The new bachelor of business administration is fully online. There are no textbooks. Students can access 30,000 pages of course material for the degree (not all of it required) on their tablets or smartphones.

Content is personalized, and responds to the 44 currently enrolled students based on their progress. About 60 percent of the required 80-plus “competencies” are linked to performance-based assessments, like writing a paper, working on a group project or creating a portfolio. The rest of the work is objective-based, such as test-taking.

The degree is also completely severed from the credit-hour standard. Brandman is one of four institutions to get both the U.S. Department of Education and its regional accreditor to sign off on this type of program, which is called “direct assessment.” That approach means students can work at their own pace while also receiving federal financial aid.

Brandman estimates the typical student will be able to complete the degree in 30 months. At $5,400 in tuition and fees per year, that means some students should be able to earn the bachelor’s degree for $10,000. That amount has become a trendy target price for a four-year degree, particularly among conservative governors. Students who take longer to complete than the expected 30 months will pay more than $13,500, however.

One reason students should be able to finish quicker than in a traditional program is that they can work toward the degree during 48 weeks of a year, rather than on a semester schedule. They will have an academic coach and access to tutoring faculty throughout.

“You can do it in bits and pieces,” said Laurie Dodge, Brandman’s vice chancellor of institutional assessment and planning and vice provost, adding that students can “be working on more than one competency at a time.”

That’s important for the nonprofit Brandman, whose students tend to be adults with jobs.

The university is a subsidiary of Chapman University, which is a private, residential institution based in Orange County, Calif. Brandman, however, offers blended and online degrees out of its almost 30 campus locations in California and Washington State. About 88 percent of the university’s 12,000 students are at least 25 years old. Roughly half (46 percent) are eligible to receive Pell Grants, and 43 percent are members of minority groups.

Nontraditional students -- meaning ones who aren’t 18-24 and interested in attending a residential campus -- appear to be a natural fit for the flexibility of competency-based learning, which allows them to move more quickly through material they already know or to spend more time on concepts when needed.

Many of the more than 200 institutions that are currently adding competency-based degrees are focused on working adults. Yet experts said Brandman has gone further than most.

In addition to its successful pursuit of direct assessment, the university is “possibly unique” in having taken an existing undergraduate major and rebuilt it as a competency-based program, said Mike Offerman, a consultant and president emeritus of Capella University.

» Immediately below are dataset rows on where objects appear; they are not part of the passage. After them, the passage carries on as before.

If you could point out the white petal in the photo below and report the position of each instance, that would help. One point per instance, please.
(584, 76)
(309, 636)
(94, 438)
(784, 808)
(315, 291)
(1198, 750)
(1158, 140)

As a result, Brandman’s foray is “more institutional and systemic” than those of most other institutions, many of which have created new competency-based programs outside of their core bachelor’s degree programs.

Rigor and Business-Friendly

Several outside vendors want to help colleges give competency-based education a whirl.

College for America, a subsidiary of Southern New Hampshire University, recently spun off its competency-based learning platform. The nonprofit institution’s new offering, Motivis, is now a for-profit company that offers its services to other colleges.

Likewise, Fidelis Education’s learning relationship management system (LRM) can work for institutions with competency-based degrees. Gunnar Counselman, the company's founder and CEO, said one institution is using the system this way, and another 20 plan to create competency-based badges to supplement their core curriculums. Educate Online is another player in this new field.

For its experimental degree, Brandman partnered with Flat World Knowledge, a company based in Washington, D.C., which got its start as a digital textbook publisher. Flat World now offers a competency-based learning platform.

Christopher Etesse, the company’s chief executive officer, said demand for competency-based education is “hotter and moving faster than the LMS market was in 1997.”

Brandman’s faculty members began designing its bachelor’s degree about two years ago, bringing Flat World in last April. One of the university’s first steps was to poll 1,000 students to gauge interest in a competency-based program.

They got a positive response, and moved on to asking employers for guidance. The goal, Brandman officials said, was to ensure that the program would teach skills that applied to the workplace. To help make that happen, the initial group of students all came from one of the university’s 27 employers it had sought out as partners for the degree program. College for America also draws its students from employers.

“The real entry point for competency-based education is businesses,” said Gary Brahm, Brandman’s chancellor and chief executive officer.

The university relied on industry standards to get the knowledge, skills and abilities students need to enter business jobs. It also drew from federal jobs databases to learn more about specific occupations.

On the academic side, Brandman leaned heavily on two frameworks for the new degree -- Lumina Foundation’s Degree Qualifications Profile and the Liberal Education and America’s Promise (LEAP) from the Association of American Colleges and Universities. Both projects seek to better-define what students should know and be able to do. They also stress the importance of academically sound general-education requirements.

Flat World helped customize a platform for the university that included simulations, game-like elements and social-learning elements. The system collects data on student performance and engagement that can help faculty members and student advisers, said Etesse.

“We built that tracking factor into the software,” he said.

The university’s regional accreditor, the Western Association of Schools and Colleges (WASC), last year granted its approval to the direct-assessment program. The Education Department followed last month.

Alison Kadlec is a senior vice president for Public Agenda, a New York City-based nonprofit. She is helping lead a Lumina-funded group of 18 institutions and two public systems that are experimenting with competency-based education. The group, which is dubbed the Competency-Based Education Network (C-BEN), announced last week that it is seeking new members.

Brandman is a leader in competency-based education, Kadlec said, in part because its first focus was academic rigor.

“Institutions that are tempted to look for easy answers in the form of shiny tech solutions should take a page out of Brandman's book,” she said via email, “and focus first on quality program design and let the technology solutions emerge from that solid grounding.”